HYDERABAD: The outcome of the byelection to Huzurnagar Assembly seat, slated for October 21, will set all speculation to rest as to which way the wind is blowing.
The TRS juggernaut has slowed down a bit after its scorching victory in Assembly elections in 2018 when it bagged 88 of the 119 seats. But by the time Lok Sabha elections arrived, its graph has nosedived. It had won only nine seats though it wanted to corner 16 of the 17 seats (Hyderabad was left for MIM).
If the pink panthers wrest Huzurnagar from Congress, it would go out to prove that the party’s fortunes are once again on the ascendency. But it is easier said than done as Huzurnagar is Congress, or to be more specific PCC president N Uttam Kumar Reddy’s citadel.
After the creation of Huzurnagar Assembly constituency in 2009, he won all the three elections in 2009, 2014 and 2018. Earlier, he won from Kodad in 1999 and 2004. The seat has now fallen vacant following Uttam Kumar Reddy’s election to Lok Sabha from Nalgonda. Now he wants to field his wife Padmavathi, who lost the election in Kodad in 2018, though there are voices in the Congress opposing her candidature.
For Congress, winning the seat is important to lift the sagging morale of the party workers after the humiliating defeat it had suffered in the Assembly elections. Though it had improved its position by winning three seats in the Lok Sabha election, the party has not yet gained any momentum. If the Congress wins Huzurnagar, it might give a push that it is desperately in need of.
But the TRS is determined to win the seat. KCR has announced S Saidi Reddy as the candidate for the byelection, Congress is yet to finalise its candidate. In 2018, the TRS announced Saidi Reddy’s name very late which to some extent helped the Congress steal a march over him. But this time the situation is the other way around.

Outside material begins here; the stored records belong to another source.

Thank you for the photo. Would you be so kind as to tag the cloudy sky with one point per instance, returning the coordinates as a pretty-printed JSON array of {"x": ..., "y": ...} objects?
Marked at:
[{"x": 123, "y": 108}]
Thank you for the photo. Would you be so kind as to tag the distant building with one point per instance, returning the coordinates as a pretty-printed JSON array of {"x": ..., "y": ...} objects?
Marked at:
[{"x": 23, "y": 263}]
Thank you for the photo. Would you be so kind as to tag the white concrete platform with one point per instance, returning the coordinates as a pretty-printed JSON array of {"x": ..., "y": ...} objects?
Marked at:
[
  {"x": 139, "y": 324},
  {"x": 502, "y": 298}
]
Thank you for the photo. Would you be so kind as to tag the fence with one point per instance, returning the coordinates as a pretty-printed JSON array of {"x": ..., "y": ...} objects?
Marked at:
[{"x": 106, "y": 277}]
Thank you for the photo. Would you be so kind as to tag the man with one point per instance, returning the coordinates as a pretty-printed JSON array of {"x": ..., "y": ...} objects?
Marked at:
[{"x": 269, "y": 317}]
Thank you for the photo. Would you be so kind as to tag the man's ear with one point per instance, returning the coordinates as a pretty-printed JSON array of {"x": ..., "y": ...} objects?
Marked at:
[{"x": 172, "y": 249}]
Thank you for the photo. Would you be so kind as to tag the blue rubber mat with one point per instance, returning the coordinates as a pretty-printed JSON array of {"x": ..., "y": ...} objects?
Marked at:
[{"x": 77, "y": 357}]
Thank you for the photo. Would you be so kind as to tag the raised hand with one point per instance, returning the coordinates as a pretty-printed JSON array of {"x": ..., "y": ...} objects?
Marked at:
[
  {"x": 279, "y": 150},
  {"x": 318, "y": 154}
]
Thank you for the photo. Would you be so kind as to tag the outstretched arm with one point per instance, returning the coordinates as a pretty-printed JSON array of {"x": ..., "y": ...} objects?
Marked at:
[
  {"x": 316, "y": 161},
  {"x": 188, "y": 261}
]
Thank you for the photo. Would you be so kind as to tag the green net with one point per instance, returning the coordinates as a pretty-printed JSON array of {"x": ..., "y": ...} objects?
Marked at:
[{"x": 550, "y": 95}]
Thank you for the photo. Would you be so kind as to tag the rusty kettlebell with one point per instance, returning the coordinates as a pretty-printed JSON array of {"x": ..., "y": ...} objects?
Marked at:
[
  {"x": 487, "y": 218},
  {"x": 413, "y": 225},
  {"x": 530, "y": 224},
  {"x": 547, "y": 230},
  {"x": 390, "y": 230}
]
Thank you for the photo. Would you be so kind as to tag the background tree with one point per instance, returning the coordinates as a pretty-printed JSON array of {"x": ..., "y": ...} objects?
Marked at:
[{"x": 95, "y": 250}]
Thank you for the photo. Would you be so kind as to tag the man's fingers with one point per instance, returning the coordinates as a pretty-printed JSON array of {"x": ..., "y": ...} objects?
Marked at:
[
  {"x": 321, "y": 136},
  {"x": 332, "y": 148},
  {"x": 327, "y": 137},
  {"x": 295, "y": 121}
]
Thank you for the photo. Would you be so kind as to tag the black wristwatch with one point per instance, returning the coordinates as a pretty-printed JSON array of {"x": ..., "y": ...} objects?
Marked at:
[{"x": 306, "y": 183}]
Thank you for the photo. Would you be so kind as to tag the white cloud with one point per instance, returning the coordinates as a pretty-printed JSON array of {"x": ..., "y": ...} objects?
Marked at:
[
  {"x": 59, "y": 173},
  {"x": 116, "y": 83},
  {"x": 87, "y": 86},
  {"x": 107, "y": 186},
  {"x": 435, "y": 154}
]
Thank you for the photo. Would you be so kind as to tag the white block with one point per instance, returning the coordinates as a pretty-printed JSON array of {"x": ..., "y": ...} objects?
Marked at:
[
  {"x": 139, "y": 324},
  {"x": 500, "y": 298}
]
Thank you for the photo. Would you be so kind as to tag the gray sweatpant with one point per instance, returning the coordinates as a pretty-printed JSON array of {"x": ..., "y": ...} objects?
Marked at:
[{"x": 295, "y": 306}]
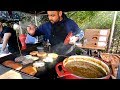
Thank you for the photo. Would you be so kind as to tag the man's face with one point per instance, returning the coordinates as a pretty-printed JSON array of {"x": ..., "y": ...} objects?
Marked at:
[
  {"x": 31, "y": 29},
  {"x": 53, "y": 16}
]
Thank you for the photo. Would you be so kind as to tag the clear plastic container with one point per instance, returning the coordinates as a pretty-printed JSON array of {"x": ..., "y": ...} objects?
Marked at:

TRS is planning its poll strategy very meticulously. Come hell or high water, the party wants to win the seat and send out a message loud and clear that even in Congress strongholds, it is the TRS which calls the shots.
The Congress is eyeing the support of CPM which has got more than 2,000 votes in the last election and that of the TDP, CPI and TJS. Though the BJP is not much of a force in the constituency if Modi wave works, the candidate, whoever it might be, could rake in a respectable number of votes. The BJP knife could cut way, it might divide the Congress as well as TRS votes. The TRS is also wondering if YSRC could help its candidate. In 2014, YSRC polled a sizeable number of votes - about 30,000 and as YSRC and TRS are on good terms, the then YSRC candidate Gattu Srikanth Reddy could revive his votes, if they still exist, in favour of the TRS.